Charles Stanley Direct has dropped Neil Woodford's flagship income fund from its best buy list, flagging concerns over the manager's investment in early-stage companies.
Woodford Equity Income, a mainstay of the online stockbroker's Foundation Fundlist since January 2015 has been cut over concerns performance 'may become increasingly impacted by a relatively small number of existing high growth and earlier-stage businesses in the portfolio'.
Charles Stanley Direct pension and investment analyst Rob Morgan said he had 'small' concerns over the 'make-up and diversification of the higher growth part of the fund'.
'Yet the Foundation Fundlist is reserved for our highest-conviction investment ideas, so we feel it is right to remove the fund from the list at this juncture while we monitor it further and explore various options within the UK equity income sector,' he added.
Woodford has endured a torrid recent run, after a number of high-profile heavy falls for key holdings.
The Woodford Equity Income fund is rooted to the bottom of the Investment Association's UK All Companies sector over one and three years, down 15.8% and 8.4% over those periods. Assets in the fund have fallen from over £10 billion a year ago to £6.7 billion as investors have withdrawn money.
Some early-stage companies have also dented returns. Over the last three years, Allied Minds (ALML), an intellectual property specialist which listed on the stock exchange in 2014, has weighed more heavily on Woodford's portfolio than any other stock.
They have formed a key flank of his proposition since launching his own investment firm, Woodford Investment Management, in 2014.
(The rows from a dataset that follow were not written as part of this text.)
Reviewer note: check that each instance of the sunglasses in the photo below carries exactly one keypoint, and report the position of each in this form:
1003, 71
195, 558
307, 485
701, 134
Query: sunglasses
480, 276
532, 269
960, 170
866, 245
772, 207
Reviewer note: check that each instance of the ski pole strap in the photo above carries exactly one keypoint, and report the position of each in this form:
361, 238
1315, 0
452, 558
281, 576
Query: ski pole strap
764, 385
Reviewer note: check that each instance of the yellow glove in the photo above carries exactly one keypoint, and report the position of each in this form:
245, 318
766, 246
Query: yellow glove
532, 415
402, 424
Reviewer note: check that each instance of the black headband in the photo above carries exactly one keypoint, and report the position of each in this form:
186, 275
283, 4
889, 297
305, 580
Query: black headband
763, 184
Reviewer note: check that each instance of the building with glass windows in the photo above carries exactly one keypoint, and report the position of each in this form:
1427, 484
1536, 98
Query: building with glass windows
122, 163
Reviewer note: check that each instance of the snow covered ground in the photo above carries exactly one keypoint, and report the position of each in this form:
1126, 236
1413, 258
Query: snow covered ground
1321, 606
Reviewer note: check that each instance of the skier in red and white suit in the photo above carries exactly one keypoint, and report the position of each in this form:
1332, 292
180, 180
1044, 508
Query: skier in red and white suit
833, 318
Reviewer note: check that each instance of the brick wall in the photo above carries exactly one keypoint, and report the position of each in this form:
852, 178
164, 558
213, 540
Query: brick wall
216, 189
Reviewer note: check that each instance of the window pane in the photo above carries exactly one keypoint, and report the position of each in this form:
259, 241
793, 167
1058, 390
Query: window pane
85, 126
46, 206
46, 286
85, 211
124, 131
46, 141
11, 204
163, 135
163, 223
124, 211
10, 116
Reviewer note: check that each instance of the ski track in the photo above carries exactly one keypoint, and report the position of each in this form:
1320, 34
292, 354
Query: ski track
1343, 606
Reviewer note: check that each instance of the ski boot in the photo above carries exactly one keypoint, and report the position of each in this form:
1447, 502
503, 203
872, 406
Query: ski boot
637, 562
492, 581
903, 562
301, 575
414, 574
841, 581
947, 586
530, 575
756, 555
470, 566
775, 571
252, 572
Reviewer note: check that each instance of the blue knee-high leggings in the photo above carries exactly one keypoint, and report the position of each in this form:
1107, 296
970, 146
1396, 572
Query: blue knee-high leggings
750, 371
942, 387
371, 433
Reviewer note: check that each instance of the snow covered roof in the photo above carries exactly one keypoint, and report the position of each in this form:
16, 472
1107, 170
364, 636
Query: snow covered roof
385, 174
Unquoted companies had grown to 9.5% of the Woodford Equity Income fund in March, close to the 10% limit imposed by City regulators.
Woodford's investment trust focused on early-stage companies, Woodford Patient Capital (WPCT) has meanwhile struggled, with the shares having lost a quarter of their value since launch three years ago.
Charles Stanley's remaining active equity income fund picks include the £3.7 billion JOHCM UK Equity Income fund managed by Citywire A-rated Clive Beagles and James Lowen and the £299 million River and Mercantile UK Equity Income fund run by Dan Hanbury.
They also recommend two investment trusts, the £899 million Perpeual Income & Growth (PLI) run by Mark Barnett, Woodford's successor as manager of the Invesco Perpetual Income and High Income funds, and Standard Life Equity Income (SLET), run by Thomas Moore.
Morgan said he would be considering Woodford's smaller Woodford Income Focus fund, launched last year, for inclusion on the list. Early-stage companies form a much smaller part of that portfolio.
He added that he still believe Woodford Equity Income to be 'a high quality fund'.
'Many investors will want to back him to repeat his strong long term performance in the future,' he said.
'Indeed this may be a good time if he bounces back from what has been a tough period by his exceptionally high standards.'
Charles Stanley's removal of Woodford's flagship fund from its 'buy' list follows fund group Jupiter's sale last year of its £300 million stake in its Merlin range of 'multi-manager' funds, a key contributor to Woodford Equity Income's outflows.
John Chatfeild-Roberts, head of Jupiter's Merlin team, said last week he had wanted to take profits after a strong run from the manager. Profit warnings from key Woodford holdings and concerns over the Woodford's role as both investor and business owner were also factors behind the sale.